Several studies have highlighted the differences between Chinese and Western user manuals in terms of content. Chinese manuals tend to include more non-task-related information, such as advertisements and welcoming messages.
Research findings regarding the structure of Chinese and Western documents reveal that while a similar number of structural elements (like headings and lists) are used in user instructions from both cultures, Chinese manuals exhibit a less explicit and systematic use of these elements. It’s concluded that Chinese manuals generally have a “fuzzier” structure compared to Western manuals.
Chinese manuals tend to have a less direct style compared to Western manuals. This is evident in shorter task descriptions, less explicit identification of actions, indirect suggestions instead of direct recommendations, and less specified tools for tasks. Politeness is another aspect where differences arise, as Chinese documents often adopt a formal style to express politeness and respect, while Western documents are suggested to have a relatively informal style, with a conversational tone deemed more appropriate.
When localizing Western manuals into Chinese, it is crucial to adapt the style to match Chinese preferences. Understand that Chinese readers prefer a more implicit and indirect style of communication. Adjust the tone and style to match the preferences of Chinese readers, making the instructions more implicit and less direct, while maintaining clarity and accuracy.

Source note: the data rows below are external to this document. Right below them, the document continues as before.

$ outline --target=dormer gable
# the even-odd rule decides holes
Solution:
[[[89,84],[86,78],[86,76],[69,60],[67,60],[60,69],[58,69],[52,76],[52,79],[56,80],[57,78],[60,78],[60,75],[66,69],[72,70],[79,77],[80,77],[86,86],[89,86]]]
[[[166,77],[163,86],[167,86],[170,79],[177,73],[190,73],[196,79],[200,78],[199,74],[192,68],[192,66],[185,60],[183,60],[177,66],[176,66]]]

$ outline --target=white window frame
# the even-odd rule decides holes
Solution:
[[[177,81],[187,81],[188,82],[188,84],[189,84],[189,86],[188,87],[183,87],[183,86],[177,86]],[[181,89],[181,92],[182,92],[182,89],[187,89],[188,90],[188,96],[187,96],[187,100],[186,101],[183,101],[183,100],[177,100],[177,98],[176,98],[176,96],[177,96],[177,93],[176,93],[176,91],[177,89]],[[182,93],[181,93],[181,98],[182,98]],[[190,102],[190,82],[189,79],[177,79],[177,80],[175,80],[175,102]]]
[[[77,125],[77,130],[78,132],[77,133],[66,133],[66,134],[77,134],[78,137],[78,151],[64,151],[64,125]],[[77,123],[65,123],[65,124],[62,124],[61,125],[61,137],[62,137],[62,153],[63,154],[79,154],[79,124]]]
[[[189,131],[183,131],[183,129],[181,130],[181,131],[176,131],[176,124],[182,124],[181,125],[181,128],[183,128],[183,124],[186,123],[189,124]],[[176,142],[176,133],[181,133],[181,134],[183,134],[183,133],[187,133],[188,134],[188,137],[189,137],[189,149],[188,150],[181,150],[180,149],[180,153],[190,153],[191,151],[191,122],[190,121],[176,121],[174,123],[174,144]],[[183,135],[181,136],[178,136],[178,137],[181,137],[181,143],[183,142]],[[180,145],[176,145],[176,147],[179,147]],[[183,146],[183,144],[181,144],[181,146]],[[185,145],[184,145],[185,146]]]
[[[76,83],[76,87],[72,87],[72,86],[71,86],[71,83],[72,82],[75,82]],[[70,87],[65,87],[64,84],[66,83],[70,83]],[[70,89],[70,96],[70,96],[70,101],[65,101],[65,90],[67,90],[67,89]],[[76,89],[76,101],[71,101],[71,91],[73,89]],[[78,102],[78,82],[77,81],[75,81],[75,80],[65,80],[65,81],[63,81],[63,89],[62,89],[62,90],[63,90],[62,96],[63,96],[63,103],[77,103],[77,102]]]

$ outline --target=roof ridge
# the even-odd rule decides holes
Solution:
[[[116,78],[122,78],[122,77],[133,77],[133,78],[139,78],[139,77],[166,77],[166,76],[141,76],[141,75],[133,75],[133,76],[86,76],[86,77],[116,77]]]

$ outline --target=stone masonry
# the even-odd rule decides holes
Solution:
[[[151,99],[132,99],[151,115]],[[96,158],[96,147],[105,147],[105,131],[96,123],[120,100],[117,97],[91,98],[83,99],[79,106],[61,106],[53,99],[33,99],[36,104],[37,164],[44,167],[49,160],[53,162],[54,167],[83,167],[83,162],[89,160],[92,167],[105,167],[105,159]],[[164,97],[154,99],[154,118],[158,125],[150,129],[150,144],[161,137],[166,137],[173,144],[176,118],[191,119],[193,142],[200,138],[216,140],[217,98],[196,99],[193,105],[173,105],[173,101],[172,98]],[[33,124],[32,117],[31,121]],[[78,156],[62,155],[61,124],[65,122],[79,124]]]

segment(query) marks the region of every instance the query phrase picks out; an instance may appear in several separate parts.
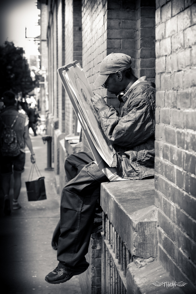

In Chinese culture, indirect suggestions are often preferred over direct recommendations. Consider using a more suggestive and persuasive language style while conveying instructions. Additionally, adapt the tone to reflect a formal style, using appropriate honorifics and respectful language when necessary. However, strike a balance to ensure that the language remains accessible and user-friendly, avoiding excessive formality that may hinder comprehension.
Last but not least, it’s best to provide localized examples and references that are relevant and relatable to the Chinese audience. Incorporate Chinese cultural references and ensure that measurements, currency, and other specific details align with Chinese conventions.